School system took the right steps
There is no mincing words — this is a terrible, horrific story to report about.
Last month, Charles County State’s Attorney Anthony Covington (D) announced a slew of child sexual abuse, child pornography and assault charges against a former teaching assistant at Benjamin Stoddert Middle School. Carlos Bell, 30, of Waldorf has been accused of abusing at least 24 children in the county, some of the victims were students under his supervision at Stoddert. The charges stem from an investigation of Bell allegedly sending an inappropriate text message last December to a student at La Plata High School, where Bell was coaching the track team. Police took Bell’s cell phone and computer equipment as part of the investigation and sent them to the Maryland State Police Crime Lab for examination. Bell was reassigned to the school’s central office but was then terminated in January for failing to show up for work. At the time, the school system sent a notice about the incident to La Plata parents. It wasn’t until files and photos of alleged victims were found on his devices months later by crime lab technicians that Stoddert parents were made aware of the investigation and that he may have abused Stoddert students. Bell admitted to investigators that he is HIV positive.

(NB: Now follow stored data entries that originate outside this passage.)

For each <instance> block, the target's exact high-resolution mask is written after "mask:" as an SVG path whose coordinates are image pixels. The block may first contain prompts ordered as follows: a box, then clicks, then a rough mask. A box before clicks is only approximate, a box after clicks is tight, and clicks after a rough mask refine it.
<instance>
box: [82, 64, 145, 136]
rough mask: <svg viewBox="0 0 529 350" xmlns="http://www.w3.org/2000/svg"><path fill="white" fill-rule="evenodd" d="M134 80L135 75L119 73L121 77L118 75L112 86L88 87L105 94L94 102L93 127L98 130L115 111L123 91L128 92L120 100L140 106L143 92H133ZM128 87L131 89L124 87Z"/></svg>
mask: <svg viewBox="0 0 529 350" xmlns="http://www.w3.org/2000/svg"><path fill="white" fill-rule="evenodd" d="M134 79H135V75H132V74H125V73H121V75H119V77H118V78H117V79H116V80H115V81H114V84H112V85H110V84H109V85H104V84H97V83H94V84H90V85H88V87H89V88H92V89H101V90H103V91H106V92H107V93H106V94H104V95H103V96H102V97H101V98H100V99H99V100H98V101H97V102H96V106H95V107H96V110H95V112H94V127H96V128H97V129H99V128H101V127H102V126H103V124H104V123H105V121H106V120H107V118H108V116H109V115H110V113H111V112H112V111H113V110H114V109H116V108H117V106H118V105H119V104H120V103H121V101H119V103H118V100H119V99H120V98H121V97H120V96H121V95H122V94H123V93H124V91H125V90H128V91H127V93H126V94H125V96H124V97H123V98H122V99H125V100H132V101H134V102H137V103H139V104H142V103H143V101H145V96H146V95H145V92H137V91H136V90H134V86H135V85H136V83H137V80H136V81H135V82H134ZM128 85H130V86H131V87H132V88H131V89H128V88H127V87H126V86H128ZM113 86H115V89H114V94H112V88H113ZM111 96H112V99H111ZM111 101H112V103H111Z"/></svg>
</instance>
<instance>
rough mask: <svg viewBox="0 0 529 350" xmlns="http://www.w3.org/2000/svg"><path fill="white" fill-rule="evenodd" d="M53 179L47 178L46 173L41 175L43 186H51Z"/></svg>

Covington updated the public on July 31 as to the status of the investigation and the numerous additional charges that were leveled against Bell, and implored the public to assist the investigators in identifying some of the victims. That same day, Charles County Public Schools Superintendent Kimberly Hill announced that Stoddert’s principal was reassigned and that an interim principal was put in place.
By all accounts, it looks as though the school system took all of the right steps in reporting and assisting with the investigation. That isn’t to mean that there wasn’t a stumble along the way.
In response to the investigation, the school system decided to hold parent information nights at Stoddert in an effort to reach out to concerned adults. It was a good idea. However, the execution left a lot to be desired, and it was immediately obvious. When parents arrived at the first information night July 28, they were told the format would be breakout sessions where parents would be asked to tell school employees how they felt about the situation. The principal read from a prepared statement about how the meeting would unfold. The superintendent and most members of the board of education were not in attendance. Some parents were so livid that they got up and left, having come to the meeting to get answers, not to be asked how they felt about the situation.
The school system realized it made a mistake. Last week, Hill and five of the seven elected members of the board of education attended the next parent information night and took full responsibility for the misstep and addressed criticism from those in attendance. Hill pledged to improve how the school system handles reaching out to parents and outlined ways the school system can look to prevent incidents of this nature in the future.
We commend the superintendent for taking the blame for the initial mistake, but we also believe, from our reporting, that the superintendent and the school system has done all they could to assist police and the state’s attorney’s office in conducting their investigation and took the proper steps in removing the suspect from being around children as soon as the initial allegations were reported. We hope that as this investigation continues, the school system will do all it can to help heal the wounds the family, faculty and staff at Stoddert incurred. The school year is about to begin and it certainly isn’t going to feel like business as usual at Stoddert for quite some time. Our hearts go out to all of those affected by this, particularly the children.